There was a huge amount of hype around the legacy of Glasgow 2014. So what is happening to sporting participation levels? Are the islands’ best athletes getting a chance to compete on a national stage? Why has the Scottish government cut funding for swimming across Scotland? Why is swimming not on the curriculum?
Shetland sport has been pressing for a fair deal on transport costs. A level playing field would mean that island sports men and women would pay the same travel costs as those on the Scottish mainland. But travelling from the Northern and Western Isles is expensive, means at least one night away from home, and for younger athletes, a parent or carer comes along too. The Scottish sports minister knows the arguments and is sympathetic. That sentiment needs to turn into action in the shape of an islands travel fund to help island athletes compete. At the moment many are both geographically and financially disadvantaged. When the Lib-Lab coalition government introduced the air discount scheme, it helped all islanders with the exorbitant cost of air travel to and from the mainland. The current administration should now introduce a specific scheme to help athletes.
Some would ask why athletes should receive this support, and why not other equally deserving groups in island communities? For one simple reason: sport hits so many positive local and national objectives.

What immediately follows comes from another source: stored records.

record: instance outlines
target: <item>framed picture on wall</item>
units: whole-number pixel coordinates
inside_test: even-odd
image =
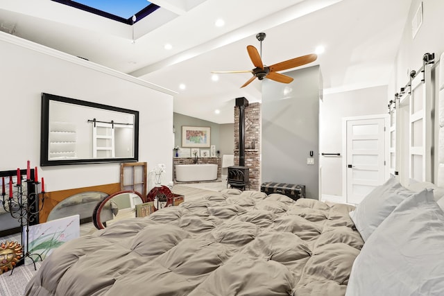
[[[210,127],[182,127],[182,147],[210,148]]]
[[[191,157],[196,157],[199,155],[199,148],[191,148]]]
[[[189,148],[180,148],[178,149],[178,155],[179,157],[190,157],[191,153]]]

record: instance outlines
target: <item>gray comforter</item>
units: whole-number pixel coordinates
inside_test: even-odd
[[[343,295],[364,243],[348,212],[227,189],[66,243],[26,295]]]

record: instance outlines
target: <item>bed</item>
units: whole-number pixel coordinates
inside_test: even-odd
[[[390,178],[356,207],[224,189],[70,241],[25,295],[443,295],[444,198]]]
[[[224,189],[69,241],[26,295],[343,295],[354,207]]]

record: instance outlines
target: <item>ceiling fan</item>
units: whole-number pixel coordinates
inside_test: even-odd
[[[271,66],[266,66],[262,62],[262,41],[265,39],[266,34],[264,33],[259,33],[256,35],[256,39],[261,43],[261,54],[259,54],[257,49],[253,45],[247,46],[247,51],[253,64],[255,67],[253,70],[246,71],[212,71],[212,73],[252,73],[253,76],[248,79],[248,80],[241,87],[241,88],[248,85],[256,78],[259,80],[264,78],[271,79],[272,80],[278,81],[282,83],[290,83],[293,81],[293,78],[287,75],[278,73],[278,71],[287,70],[287,69],[295,68],[296,67],[302,66],[305,64],[314,62],[316,60],[318,56],[314,53],[302,55],[293,59],[288,60],[284,62],[280,62],[276,64],[273,64]]]

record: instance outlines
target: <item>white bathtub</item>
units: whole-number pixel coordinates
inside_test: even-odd
[[[176,164],[176,180],[178,182],[212,181],[217,179],[217,164]]]

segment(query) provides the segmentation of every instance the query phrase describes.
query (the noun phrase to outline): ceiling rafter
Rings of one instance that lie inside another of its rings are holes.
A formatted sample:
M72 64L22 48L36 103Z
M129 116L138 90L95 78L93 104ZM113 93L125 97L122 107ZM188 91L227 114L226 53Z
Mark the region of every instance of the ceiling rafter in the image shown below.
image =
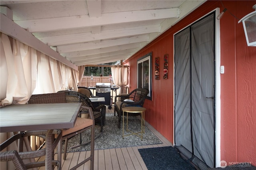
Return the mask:
M122 55L126 53L131 53L134 52L138 50L139 49L134 48L131 49L125 49L123 50L119 50L116 51L112 52L111 53L104 53L99 54L96 54L92 55L88 55L83 56L80 56L77 57L74 57L72 58L72 61L73 62L77 62L79 61L82 61L87 59L97 59L98 58L101 58L104 57L109 57L113 55ZM67 59L69 59L69 58L67 58Z
M15 22L33 33L178 18L179 14L178 8L173 8L102 14L101 16L98 18L90 18L87 15L17 21Z
M92 49L90 50L64 53L61 55L62 56L67 58L70 59L80 56L109 53L131 49L138 48L142 46L143 46L146 45L146 42L144 42L144 43L132 43L131 44L116 45L108 47L101 48L96 49Z
M39 39L47 43L48 45L55 46L159 32L160 29L159 25L154 25L104 31L96 34L92 34L91 33L78 33L44 37Z
M77 51L107 47L131 43L144 41L147 42L148 41L148 35L143 35L114 39L104 40L101 41L100 43L96 46L95 45L95 43L92 42L59 46L57 47L57 51L60 53L62 53L72 51Z

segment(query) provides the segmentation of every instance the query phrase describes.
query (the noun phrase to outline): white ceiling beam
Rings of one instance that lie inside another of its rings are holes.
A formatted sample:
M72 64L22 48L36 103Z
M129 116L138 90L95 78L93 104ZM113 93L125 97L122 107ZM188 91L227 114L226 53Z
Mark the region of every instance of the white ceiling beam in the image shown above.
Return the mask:
M90 42L97 40L134 36L159 31L160 25L153 25L104 31L99 34L78 33L39 38L39 39L46 44L47 43L48 45L55 46Z
M198 6L204 3L206 0L194 1L185 1L180 6L180 16L178 18L168 18L164 20L161 24L160 32L164 32L175 24L179 21L188 15Z
M70 59L73 57L77 57L80 56L92 55L105 53L109 53L125 49L140 48L142 46L144 46L146 43L146 42L144 42L142 44L141 44L141 43L133 43L108 47L100 48L97 49L92 49L88 50L64 53L61 54L61 55L64 57L65 58L68 57L69 59Z
M148 41L148 35L140 35L115 39L104 40L101 41L97 46L96 46L94 43L90 42L58 46L57 51L59 53L62 53L72 51L107 47L131 43Z
M179 14L178 8L173 8L102 14L98 18L90 18L89 15L83 15L17 21L16 22L30 32L46 32L178 18Z
M96 27L91 27L92 33L93 34L100 33L101 30L101 27L100 26L96 26Z
M78 70L77 66L70 63L50 47L36 38L31 33L26 31L4 15L1 14L0 17L0 29L1 32L76 70Z
M101 16L101 0L86 0L86 3L90 18Z
M116 56L109 56L108 57L98 58L97 59L91 59L88 60L84 60L83 61L79 61L78 62L78 66L82 66L87 64L99 64L106 63L114 61L116 61L118 60L125 60L126 59L129 57L131 54L127 54L126 55L123 55L122 56L117 55Z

Sport encourages healthy lifestyles, it tackles ill health, and it can help with mental illness which is rightly being recognised as one of the main factors affecting island communities. Sporting facilities and different sports mean coaches, community involvement and volunteering. People of all ages can choose a sport they like, and do well. Parents on the islands are no different to any others across the country, spending their lives running their kids to this pitch or that pool, as I know from personal experience. Sport holds islands together and gives us a community focus which is positive, strong and uplifting.
The stand-out evening of the Shetland sporting year is the annual Sports Awards run in partnership across the local authority, the local newspaper and the islands recreation trust. We celebrate all that is good about island life.
The Island Games and sport epitomises island self confidence and identify. When Shetland won its seven gold medals in Jersey, we sang the Up Helly Aa’ song as our flag was raised over the podium. Orcadians and Western Isles athletes had their flags and their anthems. Scotland is all the better for being diverse. We should be a stronger country for recognising the strengths of islands and areas that develop their own future. The one Scotland, one-size-fits-all, centralised Scottish state is a block on this creativity, spirit and cause of self motivation. Islands would prosper without central government diktat. I had an hour with Jersey’s chief minister. Transport, health and the role of central government were easily discussed. Jersey is a crown dependency. The island passes its own laws and takes its own decisions. What’s not to like about that?
The next island games take place in the wonderful island of Gotland in 2017. Shetland, Orkney and the Western Isles should be making more of their own decisions by the time this latest celebration of island sport takes place.